1

I am not an expert of Spark SQL API, nor of the underlying RDD one.

But, knowing of the Catalyst optimization engine, I would expect Spark to try and minimize in-memory effort.

This is my situation: I have, let's say, two table

TABLE GenericOperation (ID, CommonFields...)
TABLE SpecificOperation (OperationID, SpecificFields...)

They are both quite huge (~500M, not big data, but unfeasible to have as a whole in memory in a standard application server)

That said, suppose I have to retrieve using Spark (part of a larger use case) all the SpecificOperation instances that match some particular condition on fields that belong to GenericOperation.

This is the code that I am using:

val gOps = spark.read.jdbc(db.connection, "GenericOperation", db.properties)
val sOps = spark.read.jdbc(db.connection, "SpecificOperation", db.properties)
val joined = sOps.join(gOps).where("ID = OperationID")
joined.where("CommonField= 'SomeValue'").select("SpecificField").show()

Problem is, when it comes to run the above, I can see from SQL Profiler that Spark does not execute the join on the database, but rather retrieves all the OperationID from SpecificOperation, and then I assume it will be running all the merge in memory. Since no filter is applicable on SpecificOperation, such retrieve would bring a lot, too much, data to the end system.

Is it possible to write the above so that the join is demanded directly to dbms? Or it depends on some magic configuration of Spark I am not aware of?
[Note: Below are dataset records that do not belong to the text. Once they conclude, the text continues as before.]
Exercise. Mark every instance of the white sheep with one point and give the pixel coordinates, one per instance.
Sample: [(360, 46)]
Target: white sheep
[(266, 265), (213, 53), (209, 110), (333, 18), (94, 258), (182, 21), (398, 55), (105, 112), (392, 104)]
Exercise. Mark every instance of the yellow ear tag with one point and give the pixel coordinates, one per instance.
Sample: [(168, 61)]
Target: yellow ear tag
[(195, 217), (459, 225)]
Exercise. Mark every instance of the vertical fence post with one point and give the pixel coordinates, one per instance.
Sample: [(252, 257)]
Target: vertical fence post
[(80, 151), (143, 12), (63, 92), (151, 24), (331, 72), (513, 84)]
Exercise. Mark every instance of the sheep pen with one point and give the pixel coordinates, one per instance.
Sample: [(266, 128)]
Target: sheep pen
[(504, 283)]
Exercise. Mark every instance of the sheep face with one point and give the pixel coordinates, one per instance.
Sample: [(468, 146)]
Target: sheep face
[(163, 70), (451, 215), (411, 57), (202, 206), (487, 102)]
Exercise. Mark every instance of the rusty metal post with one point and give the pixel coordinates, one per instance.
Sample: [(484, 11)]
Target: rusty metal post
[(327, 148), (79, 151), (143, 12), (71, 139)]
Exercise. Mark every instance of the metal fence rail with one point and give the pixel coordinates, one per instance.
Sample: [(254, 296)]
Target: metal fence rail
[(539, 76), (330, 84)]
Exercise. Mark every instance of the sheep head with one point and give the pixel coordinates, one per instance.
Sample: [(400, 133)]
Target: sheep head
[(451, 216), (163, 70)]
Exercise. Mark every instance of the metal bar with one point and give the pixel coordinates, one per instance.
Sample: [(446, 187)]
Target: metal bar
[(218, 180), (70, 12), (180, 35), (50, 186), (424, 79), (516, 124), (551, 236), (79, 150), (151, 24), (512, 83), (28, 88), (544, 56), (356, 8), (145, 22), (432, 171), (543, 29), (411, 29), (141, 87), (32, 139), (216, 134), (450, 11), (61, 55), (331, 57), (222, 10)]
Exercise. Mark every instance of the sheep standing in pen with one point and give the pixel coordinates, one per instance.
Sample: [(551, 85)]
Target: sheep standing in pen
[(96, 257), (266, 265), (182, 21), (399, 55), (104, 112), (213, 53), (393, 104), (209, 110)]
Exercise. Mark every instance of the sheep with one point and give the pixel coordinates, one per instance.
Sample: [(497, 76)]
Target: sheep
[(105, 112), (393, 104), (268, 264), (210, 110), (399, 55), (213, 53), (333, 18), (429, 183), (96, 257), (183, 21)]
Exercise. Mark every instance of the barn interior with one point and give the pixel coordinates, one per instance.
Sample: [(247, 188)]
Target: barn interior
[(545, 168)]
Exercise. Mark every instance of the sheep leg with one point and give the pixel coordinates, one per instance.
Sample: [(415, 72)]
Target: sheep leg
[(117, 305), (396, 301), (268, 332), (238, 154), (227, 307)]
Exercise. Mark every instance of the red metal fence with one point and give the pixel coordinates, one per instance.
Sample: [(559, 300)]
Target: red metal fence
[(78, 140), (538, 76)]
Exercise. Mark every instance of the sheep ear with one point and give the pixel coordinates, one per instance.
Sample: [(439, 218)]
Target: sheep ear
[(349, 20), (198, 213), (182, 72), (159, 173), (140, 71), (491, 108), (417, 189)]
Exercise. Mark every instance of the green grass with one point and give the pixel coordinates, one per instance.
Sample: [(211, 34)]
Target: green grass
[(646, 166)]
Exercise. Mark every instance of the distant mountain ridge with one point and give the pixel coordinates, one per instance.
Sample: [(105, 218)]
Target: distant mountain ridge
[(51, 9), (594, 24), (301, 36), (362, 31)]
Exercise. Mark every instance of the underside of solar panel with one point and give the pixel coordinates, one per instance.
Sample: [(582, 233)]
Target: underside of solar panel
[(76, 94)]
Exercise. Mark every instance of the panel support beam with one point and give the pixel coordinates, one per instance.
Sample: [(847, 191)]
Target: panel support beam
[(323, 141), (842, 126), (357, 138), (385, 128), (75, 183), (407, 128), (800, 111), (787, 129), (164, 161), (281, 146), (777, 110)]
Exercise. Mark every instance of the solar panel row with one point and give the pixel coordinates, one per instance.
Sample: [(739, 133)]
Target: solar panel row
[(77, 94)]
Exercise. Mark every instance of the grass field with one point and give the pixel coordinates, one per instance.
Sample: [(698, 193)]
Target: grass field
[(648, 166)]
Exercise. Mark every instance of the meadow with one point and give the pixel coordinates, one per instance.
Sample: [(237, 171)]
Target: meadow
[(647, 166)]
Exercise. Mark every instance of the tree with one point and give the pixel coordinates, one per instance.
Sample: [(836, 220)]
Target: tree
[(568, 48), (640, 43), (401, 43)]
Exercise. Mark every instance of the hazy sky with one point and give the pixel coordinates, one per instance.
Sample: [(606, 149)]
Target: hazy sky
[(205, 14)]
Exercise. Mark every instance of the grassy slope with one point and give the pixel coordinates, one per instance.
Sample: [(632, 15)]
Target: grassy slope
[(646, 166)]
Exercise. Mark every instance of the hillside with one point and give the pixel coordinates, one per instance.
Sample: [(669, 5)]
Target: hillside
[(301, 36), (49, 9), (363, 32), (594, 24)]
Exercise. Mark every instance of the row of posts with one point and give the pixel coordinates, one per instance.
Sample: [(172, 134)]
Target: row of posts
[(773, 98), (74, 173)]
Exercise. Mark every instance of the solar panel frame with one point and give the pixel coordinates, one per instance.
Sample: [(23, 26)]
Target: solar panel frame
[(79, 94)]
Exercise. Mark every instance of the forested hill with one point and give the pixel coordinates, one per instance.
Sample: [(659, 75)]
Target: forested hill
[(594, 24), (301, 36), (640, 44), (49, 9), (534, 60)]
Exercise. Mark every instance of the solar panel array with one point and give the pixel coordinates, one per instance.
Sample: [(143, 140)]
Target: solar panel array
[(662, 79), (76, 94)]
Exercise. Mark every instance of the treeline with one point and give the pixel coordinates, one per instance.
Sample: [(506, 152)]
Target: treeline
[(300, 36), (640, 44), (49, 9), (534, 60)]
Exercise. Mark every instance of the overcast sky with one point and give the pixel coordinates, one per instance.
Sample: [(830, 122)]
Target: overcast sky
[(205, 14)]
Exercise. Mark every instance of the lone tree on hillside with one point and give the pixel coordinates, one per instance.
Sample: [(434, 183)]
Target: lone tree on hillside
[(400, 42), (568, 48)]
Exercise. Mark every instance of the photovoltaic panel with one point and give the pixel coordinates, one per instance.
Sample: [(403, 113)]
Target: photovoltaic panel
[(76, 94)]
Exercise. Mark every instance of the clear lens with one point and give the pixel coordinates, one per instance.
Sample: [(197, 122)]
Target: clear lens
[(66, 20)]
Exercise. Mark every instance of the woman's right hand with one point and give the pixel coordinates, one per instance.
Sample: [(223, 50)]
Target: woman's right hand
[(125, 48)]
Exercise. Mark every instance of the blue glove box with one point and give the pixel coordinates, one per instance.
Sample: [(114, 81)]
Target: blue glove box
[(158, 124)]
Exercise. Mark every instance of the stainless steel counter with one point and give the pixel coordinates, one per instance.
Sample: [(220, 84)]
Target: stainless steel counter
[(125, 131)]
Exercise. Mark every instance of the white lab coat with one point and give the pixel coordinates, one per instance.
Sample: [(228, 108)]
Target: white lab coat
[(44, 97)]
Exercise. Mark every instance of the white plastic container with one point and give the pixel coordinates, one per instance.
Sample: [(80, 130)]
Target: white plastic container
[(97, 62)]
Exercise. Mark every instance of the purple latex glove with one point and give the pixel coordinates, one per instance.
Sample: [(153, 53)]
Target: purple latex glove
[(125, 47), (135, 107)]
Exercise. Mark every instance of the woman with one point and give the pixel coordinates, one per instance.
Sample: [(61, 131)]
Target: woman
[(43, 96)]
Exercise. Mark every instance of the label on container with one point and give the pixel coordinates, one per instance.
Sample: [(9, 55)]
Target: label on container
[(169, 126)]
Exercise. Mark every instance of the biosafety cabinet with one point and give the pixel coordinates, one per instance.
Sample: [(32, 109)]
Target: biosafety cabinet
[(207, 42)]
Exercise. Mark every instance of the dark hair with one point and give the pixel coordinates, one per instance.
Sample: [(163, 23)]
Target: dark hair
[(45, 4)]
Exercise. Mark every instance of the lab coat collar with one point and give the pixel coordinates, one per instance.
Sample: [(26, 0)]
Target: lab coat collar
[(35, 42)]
Of course, I could simply hardcode the join as a subquery when retrieving, but that's not feasible in my case: statements hve to be created at runtime starting from simple building blocks. Hence, I need to implement this starting from two spark.sql.DataFrame already built up

As a side note, I am running this with Spark 2.3.0 for Scala 2.11, against a SQL Server 2016 database instance.

marc_s
  • 732,580
  • 175
  • 1,330
  • 1,459
  • Possible duplicate of [In Apache Spark 2.0.0, is it possible to fetch a query from an external database (rather than grab the whole table)?](https://stackoverflow.com/questions/38729436/in-apache-spark-2-0-0-is-it-possible-to-fetch-a-query-from-an-external-database) – Alper t. Turker Jun 05 '18 at 17:33
  • Not quite, but thank you for the suggest. I edited the question to disambiguate: in my case I can't act upon the logic prior to the join – Simone Colucci Jun 05 '18 at 17:52
  • I dont think it will work that way. You can push the query to the database with spark.read.jdbc(query) – loneStar Jun 05 '18 at 19:31

1 Answers1

1

Is it possible to write the above so that the join is demanded directly to dbms? Or it depends on some magic configuration of Spark I am not aware of?

Excluding statically generated queries (In Apache Spark 2.0.0, is it possible to fetch a query from an external database (rather than grab the whole table)?), Spark doesn't support join pushdown. Only predicates and selection can be delegated to the source.

There is no magic configuration or code that could even support this type of process.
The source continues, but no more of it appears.